Step 3 : Install the planks
Apply glue in the grooves of the pieces as you lay them. Tap the pieces together so that they fit tightly at both the ends and along the sides. (With some floating floors you must glue along the entire length, for others you don't.) Wipe off excess glue with a damp cloth after the pieces are together. Repeat the above for the next two rows and then allow the planks to sit for an hour or so.
The planks that you lay in the first few rows may tend to pop apart when you install a new row. Some manufacturers offer professional installation kits that include special web clamps that are used to hold the first few rows together. Some dealers rent the kit to do-it-yourself installers. Alternately you can use vinyl electrician's tape to hold the first ones together.

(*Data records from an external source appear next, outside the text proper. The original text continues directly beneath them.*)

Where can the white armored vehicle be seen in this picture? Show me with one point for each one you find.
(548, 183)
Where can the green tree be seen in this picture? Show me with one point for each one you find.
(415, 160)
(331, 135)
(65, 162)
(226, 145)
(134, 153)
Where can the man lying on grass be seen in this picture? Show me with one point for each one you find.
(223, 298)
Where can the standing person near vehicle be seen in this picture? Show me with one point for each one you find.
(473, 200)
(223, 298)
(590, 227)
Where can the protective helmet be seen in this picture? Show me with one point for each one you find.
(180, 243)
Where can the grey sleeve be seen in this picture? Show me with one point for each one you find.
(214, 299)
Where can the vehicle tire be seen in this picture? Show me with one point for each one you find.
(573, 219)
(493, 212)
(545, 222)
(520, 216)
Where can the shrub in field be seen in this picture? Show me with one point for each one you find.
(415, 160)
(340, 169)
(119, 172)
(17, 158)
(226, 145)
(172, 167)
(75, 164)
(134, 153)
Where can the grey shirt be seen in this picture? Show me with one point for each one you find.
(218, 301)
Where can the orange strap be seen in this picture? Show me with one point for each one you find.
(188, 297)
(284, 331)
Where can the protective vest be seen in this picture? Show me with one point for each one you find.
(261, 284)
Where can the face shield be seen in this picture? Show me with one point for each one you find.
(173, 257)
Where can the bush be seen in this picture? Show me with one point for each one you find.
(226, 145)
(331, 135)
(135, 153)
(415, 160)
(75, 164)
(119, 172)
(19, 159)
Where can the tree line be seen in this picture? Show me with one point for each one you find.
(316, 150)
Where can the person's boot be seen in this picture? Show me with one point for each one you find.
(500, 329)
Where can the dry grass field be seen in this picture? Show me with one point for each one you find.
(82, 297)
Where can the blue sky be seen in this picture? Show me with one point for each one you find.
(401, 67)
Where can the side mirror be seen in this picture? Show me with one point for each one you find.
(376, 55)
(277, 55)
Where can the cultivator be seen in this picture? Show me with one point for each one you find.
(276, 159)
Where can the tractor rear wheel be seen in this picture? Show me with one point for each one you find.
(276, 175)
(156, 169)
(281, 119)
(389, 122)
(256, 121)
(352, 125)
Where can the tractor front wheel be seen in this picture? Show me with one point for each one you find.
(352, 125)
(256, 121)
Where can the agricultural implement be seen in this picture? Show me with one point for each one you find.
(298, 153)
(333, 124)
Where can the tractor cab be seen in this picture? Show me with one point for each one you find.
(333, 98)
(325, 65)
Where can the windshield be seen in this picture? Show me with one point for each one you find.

Step 4 : Trim the door casing with a hand saw
When your floor passes through a doorway, cut the bottom of the door casing to allow the floor to slip under it. Cut or notch the flooring so that it extends under the casing, but not all the way to the framing behind it.
Step 5 : Cut the planks for the last row
The easiest way to determine the width for the final plank is to place each full-width piece face up directly on top of the second-to-last row. Then lay another strip on it and against the spacers, which, in turn are against the wall. Use a straight edge to mark a cut line along the edge.
Step 6 : Install the last row
Glue and position the last planks and instead of tapping the sides together, use a pry bar inserted between the wall and the planks to force the pieces together; then insert a tapered shim between the spacer and the edges to hold the pieces together until the glue dries.
Step 7 : Install base or shoe molding
When the glue is dry, remove all spacers at the walls. Nail the base molding to the wall and shoe molding to the base molding. Remember that the floor must be free to expand and contract so do not toenail the shoe molding into the floor.